029 // Distractions V: ‘Descenta Vertiport’ (redrawn)
Last week, I told you I would finish (or try to) a pixel-art version of an old doodle from years gone by, and I did! You may see that image in the post here.
I also said I would share with you some worldbuildy, background fluff to do with the pictured place, and this has been postponed for reasons related to my mood.
I promise I will do it soon. I just needed to get this short-ish rant out of my system.
There are still some tweaks I should do, and will likely do later. For now, I think I have reached the limit of what this doodle can teach me.
The redrawn image has 51 colours, which is more than I would have liked and probably I could merge a few to get it down to 48. It has no transparent pixels.

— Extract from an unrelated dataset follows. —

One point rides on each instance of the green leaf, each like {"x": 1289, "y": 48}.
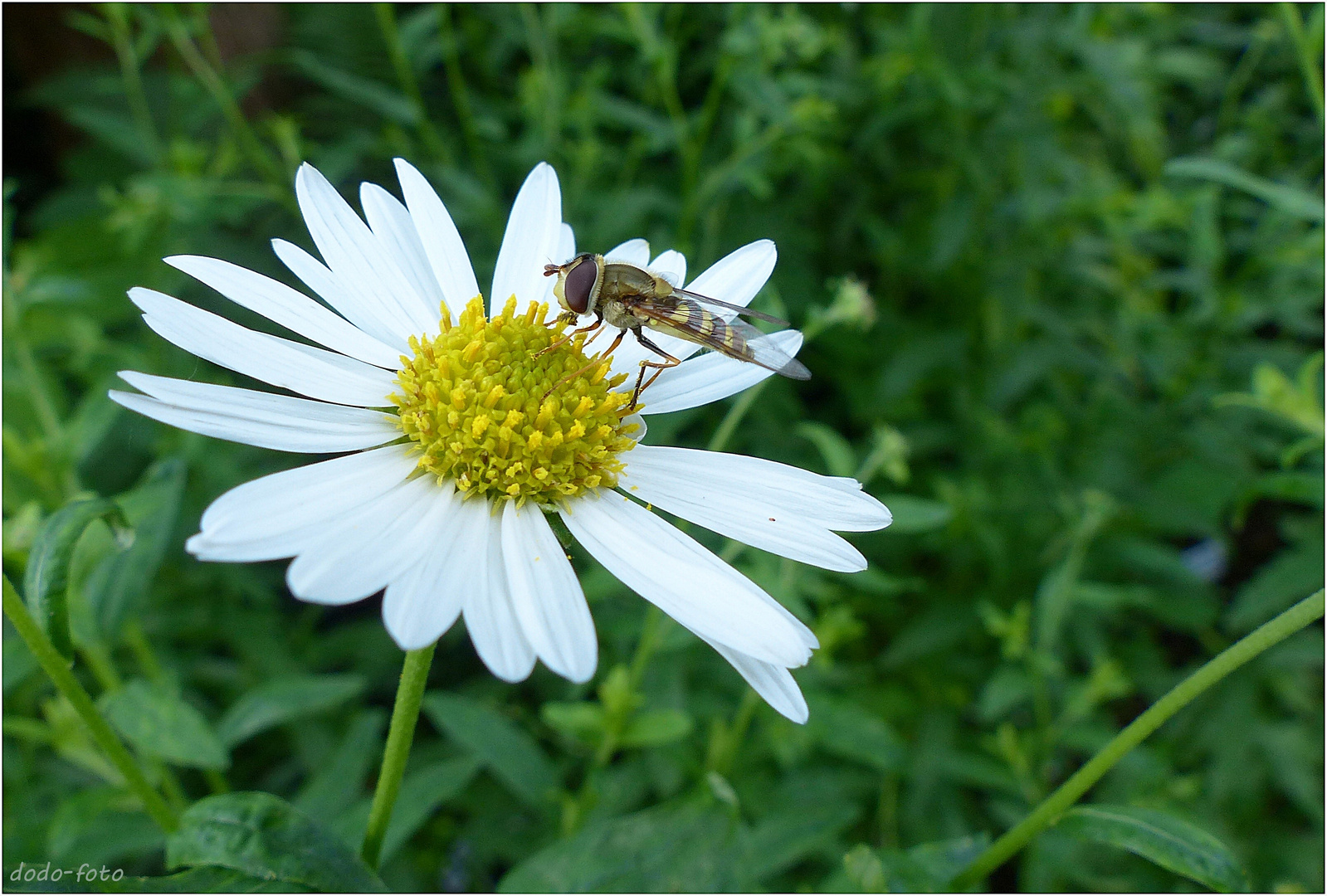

You know that feeling you get when you finish a piece of artwork, and there are a lot of parts of it that you feel really good about individually, but, somehow, they fail to come together the way you would like?
I do.
One of the great and terrible things I have found with pixel art is that, in ‘normal’ illustration, every element becomes some kind of artistic statement, whether it is a subtle one like a lit turn signal on a bus in the background, or the little bit of stubble forming on the bottom of a character’s chin, or how many stars are visible between a gap in the clouds. These elements say something about the piece, and although there is sometimes value in adding them when they do not have much to 'say’, it can be either as detail (gainful) or as noise (degenerate). These elements can be large (how much traffic you choose to include on a busy street in the foreground) or they may be discrete (two people talking but only one is making eye contact), but they are almost always separate.
With pixel art, every pixel, or cluster of pixels, is effectively an element, and therefore, a comment. While regular illustration can end up being like writing an essay– sometimes with a word limit, sometimes without, always on a topic– pixel art, especially large scenes or long animations, is a doctoral thesis. The structures are usually much the same and you tend to be bound by the same format issues, but it becomes important to labour each point. You write until it is done, but avoid wasting words because you are only allowed a 254-word vocabulary (or 255 if the entire thing is a single paragraph).
None of your undergraduate essaywriting tricks work anymore, either*.
Let me also state for the record that I have neither written a doctoral dissertation, nor am I a particularly talented or accomplished pixel artist, and anyone who should take these words over-seriously does so exclusively at their own risk. This is just the sense of it this doodle left me with.
I am not displeased.
* Except for the thing where people say you cannot use the word “I.” This is bullshit and it always has been.